Thomas Degris' Publications
Selected Publications:
- Off-Policy Actor-Critic.
T. Degris, M. White, R.S. Sutton (2012).
RLPark demo.
In Proceedings of the 29th International Conference on Machine Learning.
Abstract:
This paper presents the first actor-critic algorithm for off-policy
reinforcement learning. Our algorithm is online and incremental, and
its per-time-step complexity scales linearly with the number of learned weights.
Previous work on actor-critic algorithms is limited to the on-policy setting
and does not take advantage of the recent advances in off-policy gradient
temporal-difference learning. Off-policy techniques, such as Greedy-GQ,
enable a target policy to be learned while following and obtaining data from
another (behavior) policy. For many problems, however, actor-critic methods are
more practical than action value methods (like Greedy-GQ) because they explicitly
represent the policy; consequently, the policy can be stochastic and utilize a
large action space. In this paper, we illustrate how to practically combine
the generality and learning potential of off-policy learning with the flexibility
in action selection given by actor-critic methods. We derive an incremental,
linear time and space complexity algorithm that includes eligibility traces, prove
convergence under assumptions similar to previous off-policy algorithms, and
empirically show better or comparable performance to existing algorithms on
standard reinforcement-learning benchmark problems.

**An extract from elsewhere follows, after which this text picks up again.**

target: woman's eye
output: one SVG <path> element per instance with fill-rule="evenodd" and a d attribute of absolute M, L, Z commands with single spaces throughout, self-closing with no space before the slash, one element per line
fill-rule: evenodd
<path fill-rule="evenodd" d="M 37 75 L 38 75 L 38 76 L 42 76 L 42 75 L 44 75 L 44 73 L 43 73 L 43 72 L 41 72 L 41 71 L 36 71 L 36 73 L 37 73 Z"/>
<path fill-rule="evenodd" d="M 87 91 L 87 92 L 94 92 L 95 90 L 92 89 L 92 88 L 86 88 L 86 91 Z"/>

- Scaling-up Knowledge for a
Cognizant Robot. T. Degris, J. Modayil (2012).
In notes of the AAAI Spring Symposium on Designing Intelligent Robots: Reintegrating AI.
Abstract:
This paper takes a new approach to the old adage that
knowledge is the key for artificial intelligence. A cognizant robot is a
robot with a deep and immediately accessible understanding of its interaction
with the environment. An understanding the robot can use to flexibly adapt
to novel situations. Such a robot will need a vast amount of situated, revisable,
and expressive knowledge to display flexible intelligent behaviors. Instead of
relying on human-provided knowledge, we propose that an arbitrary robot can
autonomously acquire pertinent knowledge directly from everyday interaction
with the environment. We show how existing ideas in reinforcement learning
can enable a robot to maintain and improve its knowledge. The robot performs
a continual learning process that scales-up knowledge acquisition to cover a
large number of facts, skills and predictions. This knowledge has semantics
that are grounded in sensorimotor experience. We see the approach of developing
more cognizant robots as a necessary key step towards broadly competent robots.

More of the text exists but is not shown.